A recent agribusiness conference in Nairobi highlighted the desire of United Arab Emirates officials to expand trade with African nations and how leaders from Dubai are looking closely at continuing to expand trade with East African nations, including Ethiopia.
Dubai imports 85 percent of its food from beyond its borders, and much of that comes from Ethiopia, according to Informa Middle East.
The Dubai Chamber of Commerce and Industry's Ethiopian International Office-organized roundtable in June was attended by Abdul Razak Mohammed Hadi, UAE's ambassador to Kenya, and Omar Khan, director of International Offices at the Dubai Chamber.
In an interview with the Gulf News Journal last week, Khan expounded on the prospects for trade between the UAE and East African nations.
“Dubai Chamber considers Africa, particularly East Africa, to be an important trading partner.” Khan said. “Dubai’s 2015 non-oil revenue with the members of the East African community was almost $3.5 billion, a nearly 10 percent increase from 2014. We want to sustain and encourage this growth.”
Khan said that with a rapidly growing population, the UAE stands to gain by enhancing trade partnerships with other nations.
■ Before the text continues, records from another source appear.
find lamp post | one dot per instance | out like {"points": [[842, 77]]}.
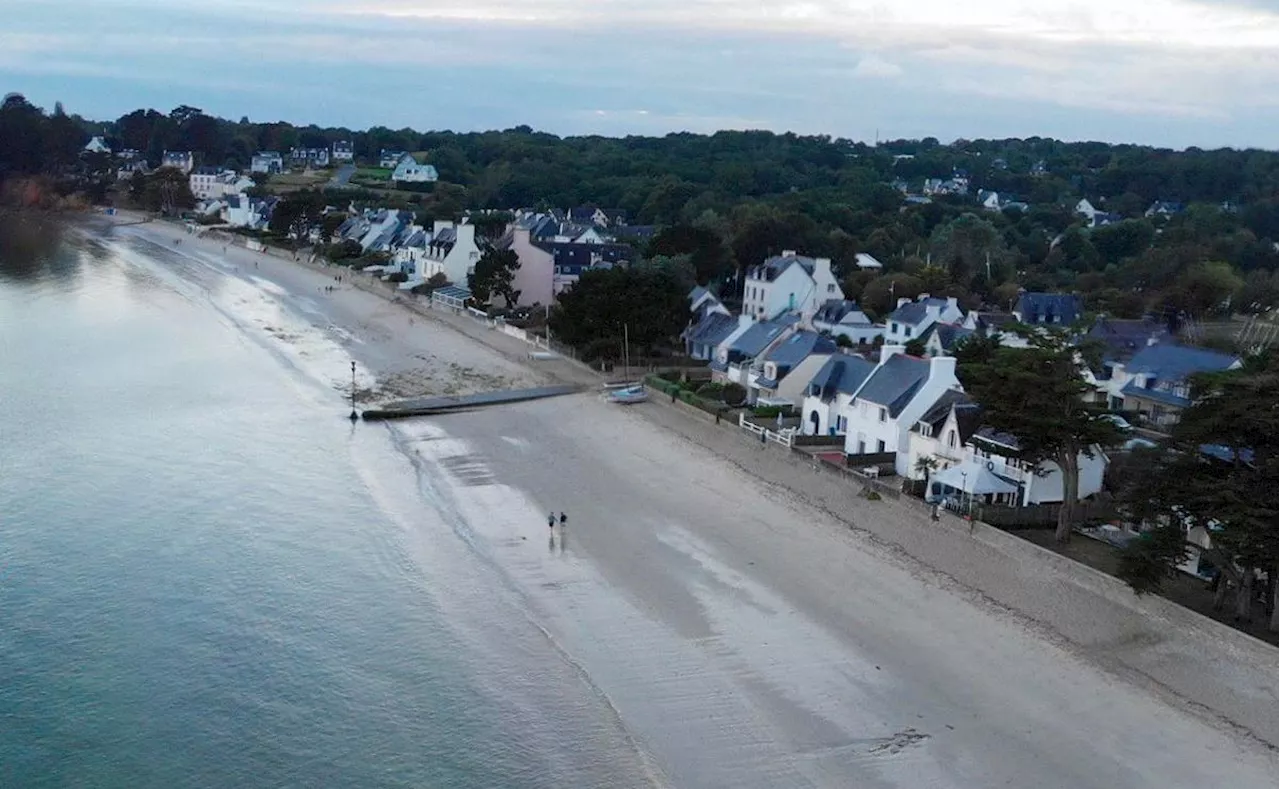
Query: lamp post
{"points": [[353, 414]]}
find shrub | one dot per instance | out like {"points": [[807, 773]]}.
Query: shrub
{"points": [[771, 411], [734, 393]]}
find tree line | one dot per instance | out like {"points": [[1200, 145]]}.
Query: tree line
{"points": [[731, 199]]}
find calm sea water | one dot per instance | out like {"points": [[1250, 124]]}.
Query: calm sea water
{"points": [[208, 578]]}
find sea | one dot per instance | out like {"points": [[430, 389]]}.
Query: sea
{"points": [[209, 577]]}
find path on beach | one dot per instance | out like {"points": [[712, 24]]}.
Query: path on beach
{"points": [[748, 637]]}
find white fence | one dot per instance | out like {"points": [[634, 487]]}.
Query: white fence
{"points": [[766, 434]]}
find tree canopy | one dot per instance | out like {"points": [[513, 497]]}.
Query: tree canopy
{"points": [[644, 304], [1037, 395]]}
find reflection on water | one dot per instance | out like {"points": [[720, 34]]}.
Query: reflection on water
{"points": [[32, 249]]}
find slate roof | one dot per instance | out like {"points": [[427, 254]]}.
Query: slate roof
{"points": [[950, 334], [1123, 338], [753, 341], [773, 267], [1034, 308], [1174, 363], [798, 347], [895, 382], [835, 310], [713, 329], [842, 374], [938, 413], [914, 311]]}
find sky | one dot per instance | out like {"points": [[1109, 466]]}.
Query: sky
{"points": [[1160, 72]]}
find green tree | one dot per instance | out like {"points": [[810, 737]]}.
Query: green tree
{"points": [[494, 276], [1228, 495], [645, 304], [1037, 396], [296, 214]]}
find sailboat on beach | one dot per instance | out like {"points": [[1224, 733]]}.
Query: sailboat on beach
{"points": [[630, 392]]}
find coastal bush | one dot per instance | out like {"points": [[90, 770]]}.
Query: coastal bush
{"points": [[771, 411], [734, 393]]}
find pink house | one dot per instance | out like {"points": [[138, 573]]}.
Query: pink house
{"points": [[536, 269]]}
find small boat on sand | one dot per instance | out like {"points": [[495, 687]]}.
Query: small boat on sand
{"points": [[629, 396]]}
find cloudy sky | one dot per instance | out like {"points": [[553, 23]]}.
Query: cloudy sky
{"points": [[1164, 72]]}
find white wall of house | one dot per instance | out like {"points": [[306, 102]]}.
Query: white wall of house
{"points": [[536, 274], [871, 427], [408, 170], [832, 416], [791, 388], [794, 290], [461, 258]]}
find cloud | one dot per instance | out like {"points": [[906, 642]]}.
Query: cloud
{"points": [[877, 68]]}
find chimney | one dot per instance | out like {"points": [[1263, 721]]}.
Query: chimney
{"points": [[942, 368], [888, 351]]}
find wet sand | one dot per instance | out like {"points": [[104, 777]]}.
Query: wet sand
{"points": [[748, 637]]}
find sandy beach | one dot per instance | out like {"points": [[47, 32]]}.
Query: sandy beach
{"points": [[771, 634]]}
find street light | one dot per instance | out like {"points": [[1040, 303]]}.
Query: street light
{"points": [[353, 415]]}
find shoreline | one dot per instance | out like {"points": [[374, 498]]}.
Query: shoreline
{"points": [[1229, 685]]}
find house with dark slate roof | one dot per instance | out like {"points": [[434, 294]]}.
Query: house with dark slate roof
{"points": [[844, 318], [740, 357], [705, 336], [1048, 309], [912, 319], [789, 283], [789, 366], [973, 463], [942, 338], [892, 400], [1156, 382], [830, 392]]}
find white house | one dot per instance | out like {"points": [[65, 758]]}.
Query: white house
{"points": [[789, 366], [408, 170], [867, 263], [891, 401], [1156, 381], [310, 158], [266, 162], [842, 318], [451, 251], [789, 283], [1086, 209], [202, 182], [97, 146], [832, 387], [343, 150], [740, 359], [912, 319], [976, 463], [179, 160]]}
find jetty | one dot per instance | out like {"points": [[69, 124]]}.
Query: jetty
{"points": [[433, 406]]}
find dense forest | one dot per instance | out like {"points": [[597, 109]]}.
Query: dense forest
{"points": [[730, 199]]}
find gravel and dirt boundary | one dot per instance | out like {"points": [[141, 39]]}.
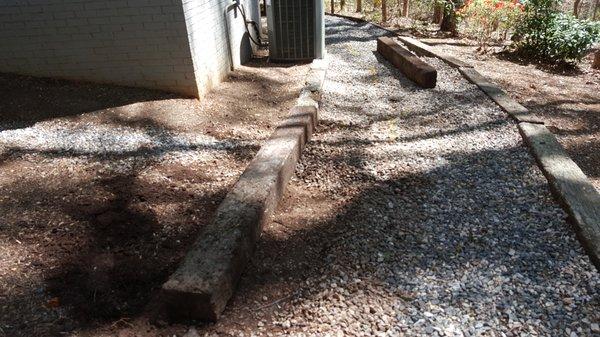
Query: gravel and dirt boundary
{"points": [[103, 189]]}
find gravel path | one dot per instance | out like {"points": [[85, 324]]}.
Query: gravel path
{"points": [[422, 215]]}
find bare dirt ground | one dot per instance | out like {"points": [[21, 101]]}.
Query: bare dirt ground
{"points": [[103, 189]]}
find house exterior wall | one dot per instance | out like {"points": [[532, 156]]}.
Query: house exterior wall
{"points": [[172, 45]]}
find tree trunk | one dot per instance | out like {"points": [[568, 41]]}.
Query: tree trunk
{"points": [[405, 8], [449, 20]]}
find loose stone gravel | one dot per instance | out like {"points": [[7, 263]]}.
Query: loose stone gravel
{"points": [[445, 225]]}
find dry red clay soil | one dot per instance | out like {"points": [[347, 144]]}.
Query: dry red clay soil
{"points": [[568, 100], [103, 189]]}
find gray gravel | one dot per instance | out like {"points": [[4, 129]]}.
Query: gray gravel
{"points": [[447, 228]]}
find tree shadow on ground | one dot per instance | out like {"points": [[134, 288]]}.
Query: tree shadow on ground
{"points": [[104, 228], [429, 230]]}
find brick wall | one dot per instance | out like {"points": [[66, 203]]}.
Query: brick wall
{"points": [[208, 36], [144, 43]]}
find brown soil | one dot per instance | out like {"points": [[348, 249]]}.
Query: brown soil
{"points": [[86, 239], [567, 99]]}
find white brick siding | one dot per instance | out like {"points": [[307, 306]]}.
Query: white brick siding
{"points": [[207, 32], [144, 43]]}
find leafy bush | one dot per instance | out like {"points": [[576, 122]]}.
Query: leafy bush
{"points": [[554, 37], [486, 17]]}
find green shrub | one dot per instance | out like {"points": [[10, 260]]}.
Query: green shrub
{"points": [[548, 35]]}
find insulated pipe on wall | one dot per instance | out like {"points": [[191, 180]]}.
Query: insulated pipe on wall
{"points": [[234, 4]]}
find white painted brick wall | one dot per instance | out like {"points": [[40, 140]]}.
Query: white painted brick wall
{"points": [[207, 33]]}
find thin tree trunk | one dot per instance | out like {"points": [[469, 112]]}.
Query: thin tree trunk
{"points": [[405, 8]]}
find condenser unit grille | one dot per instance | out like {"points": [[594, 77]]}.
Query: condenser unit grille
{"points": [[292, 35]]}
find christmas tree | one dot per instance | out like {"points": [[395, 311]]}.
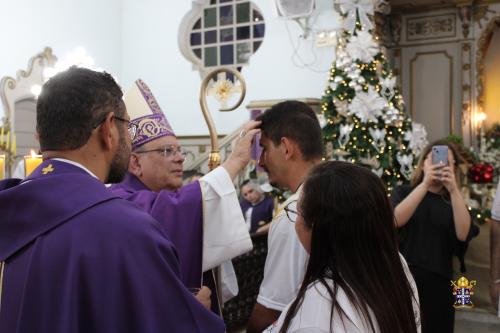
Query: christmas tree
{"points": [[365, 122]]}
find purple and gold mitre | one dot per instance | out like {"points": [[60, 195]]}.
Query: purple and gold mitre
{"points": [[146, 114]]}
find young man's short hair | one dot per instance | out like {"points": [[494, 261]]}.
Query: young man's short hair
{"points": [[297, 121]]}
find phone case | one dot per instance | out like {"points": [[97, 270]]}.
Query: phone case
{"points": [[440, 154]]}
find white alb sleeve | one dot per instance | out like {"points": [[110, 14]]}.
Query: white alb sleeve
{"points": [[225, 234]]}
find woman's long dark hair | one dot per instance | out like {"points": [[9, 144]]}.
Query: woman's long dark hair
{"points": [[353, 243]]}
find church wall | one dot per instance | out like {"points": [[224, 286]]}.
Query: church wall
{"points": [[139, 39], [28, 26], [441, 57]]}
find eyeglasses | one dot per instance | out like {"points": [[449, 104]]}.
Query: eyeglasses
{"points": [[167, 152], [291, 211], [132, 128]]}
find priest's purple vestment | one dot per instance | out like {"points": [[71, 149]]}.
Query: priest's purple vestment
{"points": [[77, 258]]}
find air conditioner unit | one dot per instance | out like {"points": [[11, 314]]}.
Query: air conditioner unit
{"points": [[294, 9]]}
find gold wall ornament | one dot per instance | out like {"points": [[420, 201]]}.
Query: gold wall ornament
{"points": [[222, 91], [14, 90]]}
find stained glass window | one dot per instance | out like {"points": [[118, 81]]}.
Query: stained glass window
{"points": [[226, 33]]}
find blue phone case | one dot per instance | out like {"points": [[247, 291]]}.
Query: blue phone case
{"points": [[440, 154]]}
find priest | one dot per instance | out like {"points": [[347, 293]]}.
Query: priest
{"points": [[203, 219], [75, 257]]}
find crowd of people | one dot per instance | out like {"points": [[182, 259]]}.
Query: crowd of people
{"points": [[141, 255]]}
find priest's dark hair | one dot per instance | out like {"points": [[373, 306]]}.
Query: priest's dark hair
{"points": [[71, 105], [354, 247], [297, 121]]}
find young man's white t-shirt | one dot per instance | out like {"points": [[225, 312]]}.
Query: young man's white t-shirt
{"points": [[285, 263]]}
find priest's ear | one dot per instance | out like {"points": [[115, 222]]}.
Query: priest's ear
{"points": [[108, 133], [134, 166]]}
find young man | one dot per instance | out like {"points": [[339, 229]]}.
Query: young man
{"points": [[203, 219], [74, 257], [292, 144]]}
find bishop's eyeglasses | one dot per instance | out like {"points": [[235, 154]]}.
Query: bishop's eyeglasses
{"points": [[167, 151]]}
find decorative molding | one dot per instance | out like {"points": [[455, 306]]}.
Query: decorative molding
{"points": [[482, 48], [396, 24], [465, 14], [450, 60], [431, 27]]}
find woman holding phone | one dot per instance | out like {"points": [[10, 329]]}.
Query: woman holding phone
{"points": [[434, 224]]}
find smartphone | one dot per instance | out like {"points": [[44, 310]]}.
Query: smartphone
{"points": [[440, 154]]}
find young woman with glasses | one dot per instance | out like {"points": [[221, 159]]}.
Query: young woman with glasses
{"points": [[355, 281]]}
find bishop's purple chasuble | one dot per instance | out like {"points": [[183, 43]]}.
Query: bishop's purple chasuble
{"points": [[77, 258], [180, 215]]}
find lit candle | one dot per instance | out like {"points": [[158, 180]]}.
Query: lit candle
{"points": [[14, 148], [31, 162], [2, 167]]}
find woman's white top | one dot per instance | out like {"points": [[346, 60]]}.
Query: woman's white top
{"points": [[313, 316]]}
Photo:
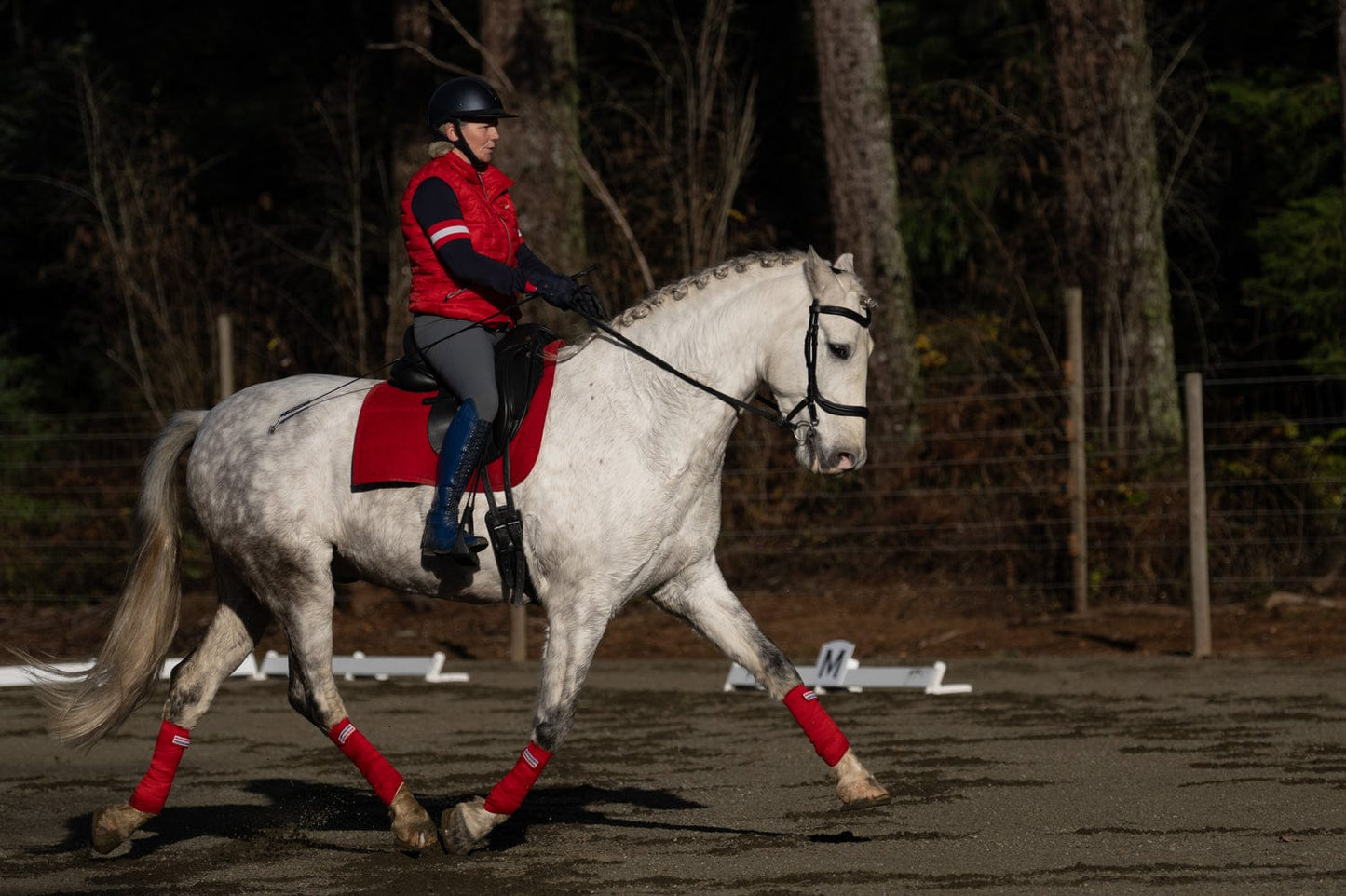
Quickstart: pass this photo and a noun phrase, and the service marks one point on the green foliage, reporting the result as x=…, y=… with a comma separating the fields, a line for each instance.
x=1302, y=284
x=1295, y=126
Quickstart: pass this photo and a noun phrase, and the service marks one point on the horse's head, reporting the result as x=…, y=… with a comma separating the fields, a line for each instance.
x=819, y=366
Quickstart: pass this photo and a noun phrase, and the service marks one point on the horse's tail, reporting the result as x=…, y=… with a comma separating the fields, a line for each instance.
x=87, y=707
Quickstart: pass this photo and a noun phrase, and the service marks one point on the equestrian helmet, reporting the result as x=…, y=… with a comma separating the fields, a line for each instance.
x=463, y=100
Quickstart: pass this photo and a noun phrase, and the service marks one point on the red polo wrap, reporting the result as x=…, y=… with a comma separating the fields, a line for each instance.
x=153, y=792
x=508, y=795
x=377, y=771
x=826, y=738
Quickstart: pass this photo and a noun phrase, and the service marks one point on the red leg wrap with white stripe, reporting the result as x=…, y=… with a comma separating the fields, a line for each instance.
x=153, y=792
x=508, y=795
x=377, y=771
x=826, y=738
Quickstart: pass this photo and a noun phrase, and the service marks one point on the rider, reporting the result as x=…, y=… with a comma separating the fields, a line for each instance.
x=468, y=263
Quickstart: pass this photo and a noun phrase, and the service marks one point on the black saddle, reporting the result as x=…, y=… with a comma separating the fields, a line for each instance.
x=519, y=369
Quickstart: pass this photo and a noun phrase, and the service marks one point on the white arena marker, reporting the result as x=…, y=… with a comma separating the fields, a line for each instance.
x=378, y=668
x=836, y=669
x=272, y=666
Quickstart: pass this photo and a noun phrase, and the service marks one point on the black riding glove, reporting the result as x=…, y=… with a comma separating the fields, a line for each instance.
x=557, y=291
x=589, y=305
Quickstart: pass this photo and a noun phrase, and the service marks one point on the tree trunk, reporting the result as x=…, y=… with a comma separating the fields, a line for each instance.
x=411, y=23
x=863, y=190
x=1113, y=218
x=532, y=43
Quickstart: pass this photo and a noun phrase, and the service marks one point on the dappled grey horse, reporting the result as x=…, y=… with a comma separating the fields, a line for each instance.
x=628, y=503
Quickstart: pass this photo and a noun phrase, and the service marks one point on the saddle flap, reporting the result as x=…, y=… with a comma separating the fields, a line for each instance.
x=519, y=370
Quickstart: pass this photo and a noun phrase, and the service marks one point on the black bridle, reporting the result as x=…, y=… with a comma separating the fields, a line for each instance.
x=812, y=397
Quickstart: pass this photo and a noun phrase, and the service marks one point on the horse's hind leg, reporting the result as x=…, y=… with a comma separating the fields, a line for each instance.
x=233, y=632
x=703, y=599
x=572, y=635
x=312, y=693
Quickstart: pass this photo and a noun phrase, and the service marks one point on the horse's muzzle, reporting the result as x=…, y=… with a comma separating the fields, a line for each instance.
x=820, y=457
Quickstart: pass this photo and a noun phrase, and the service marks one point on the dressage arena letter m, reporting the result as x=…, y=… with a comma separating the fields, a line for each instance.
x=834, y=663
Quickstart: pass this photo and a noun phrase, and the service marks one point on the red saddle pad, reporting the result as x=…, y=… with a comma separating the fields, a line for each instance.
x=392, y=447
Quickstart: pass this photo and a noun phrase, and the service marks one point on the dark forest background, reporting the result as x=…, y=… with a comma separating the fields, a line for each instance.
x=166, y=163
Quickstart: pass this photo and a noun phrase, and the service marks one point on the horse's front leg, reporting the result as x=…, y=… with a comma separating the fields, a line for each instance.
x=703, y=599
x=572, y=635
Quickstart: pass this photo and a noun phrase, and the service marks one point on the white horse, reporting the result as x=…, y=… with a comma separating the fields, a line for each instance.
x=625, y=499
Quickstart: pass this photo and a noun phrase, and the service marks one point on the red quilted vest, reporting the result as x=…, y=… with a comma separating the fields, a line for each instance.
x=493, y=227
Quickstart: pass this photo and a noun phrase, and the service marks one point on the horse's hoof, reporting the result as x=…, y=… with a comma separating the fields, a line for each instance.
x=412, y=825
x=863, y=794
x=465, y=826
x=112, y=825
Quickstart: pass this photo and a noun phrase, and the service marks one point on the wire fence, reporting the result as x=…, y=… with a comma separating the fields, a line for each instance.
x=972, y=509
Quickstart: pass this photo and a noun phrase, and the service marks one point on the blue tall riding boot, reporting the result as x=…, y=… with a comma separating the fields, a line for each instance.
x=458, y=459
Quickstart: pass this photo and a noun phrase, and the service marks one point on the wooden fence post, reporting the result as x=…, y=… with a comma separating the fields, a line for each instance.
x=1197, y=518
x=225, y=336
x=1074, y=369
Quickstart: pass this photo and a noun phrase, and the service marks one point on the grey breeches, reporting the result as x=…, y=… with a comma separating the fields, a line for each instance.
x=463, y=356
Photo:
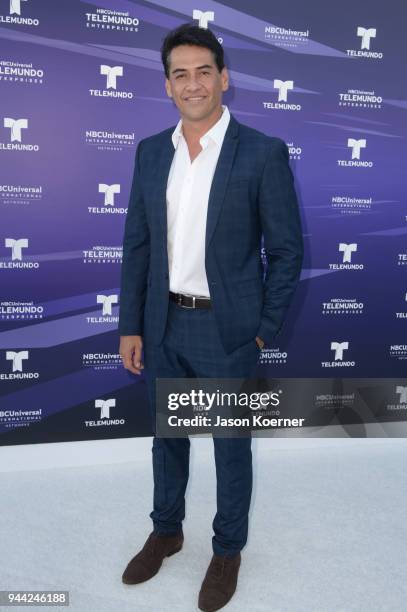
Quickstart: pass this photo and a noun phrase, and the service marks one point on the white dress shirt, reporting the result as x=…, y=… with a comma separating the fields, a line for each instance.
x=188, y=190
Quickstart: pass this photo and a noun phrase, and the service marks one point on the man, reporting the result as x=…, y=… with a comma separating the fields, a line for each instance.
x=193, y=296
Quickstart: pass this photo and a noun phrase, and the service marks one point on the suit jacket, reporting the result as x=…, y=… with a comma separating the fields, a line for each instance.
x=252, y=194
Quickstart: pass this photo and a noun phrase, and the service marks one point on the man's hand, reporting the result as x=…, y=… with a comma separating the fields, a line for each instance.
x=130, y=351
x=260, y=342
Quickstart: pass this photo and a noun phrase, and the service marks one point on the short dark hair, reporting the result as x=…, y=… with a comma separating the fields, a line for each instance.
x=191, y=34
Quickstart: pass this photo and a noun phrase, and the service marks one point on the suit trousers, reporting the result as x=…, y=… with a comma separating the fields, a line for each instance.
x=192, y=348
The UAE, he said, will need an increasing supply of fresh food, especially in the Dubai area.
Khan cited forecasts expecting food sales to increase by nearly 30 percent by 2019, and the retail value of packaged food sales to rise from approximately $4.4 billion in 2015 to approximately $6.3 billion by 2019.
“Dubai Chamber seeks to promote bilateral ties and work with suppliers in Africa to break down barriers to trade in order to facilitate increased business and enable Dubai businesses to leverage opportunities in Africa and enable African companies to expand into Dubai," Khan said.
The initiative with Ethiopia, Khan said, is only part of a broader project to increase regional trade. Citing three satellite offices existing in Addis Ababa, Accra and Maputo, Khan said Dubai is also planning to open a forth office in Nairobi.
“Having localized offices on the ground enables us to be closer to the regional African business communities, and thus offer better business opportunities to our member network.” Khan said. “These satellite offices organize events across a variety of industries, whenever relevant opportunities arise. Earlier in June, we organized a roundtable on halal cosmetic certification in Ghana, which is a major producer of shea and cocoa butters. The roundtable presented information on the criteria needed to certify products as halal, and highlighted Dubai’s position as a center for Islamic business.”
Khan said many more Africa-focused events are planned, from conferences and trade missions to another Africa Global Business Forum, which will take place next year in Dubai and bring together key representatives from the private and public sectors across a variety of industries to share knowledge and experience and to collaborate to boost trade.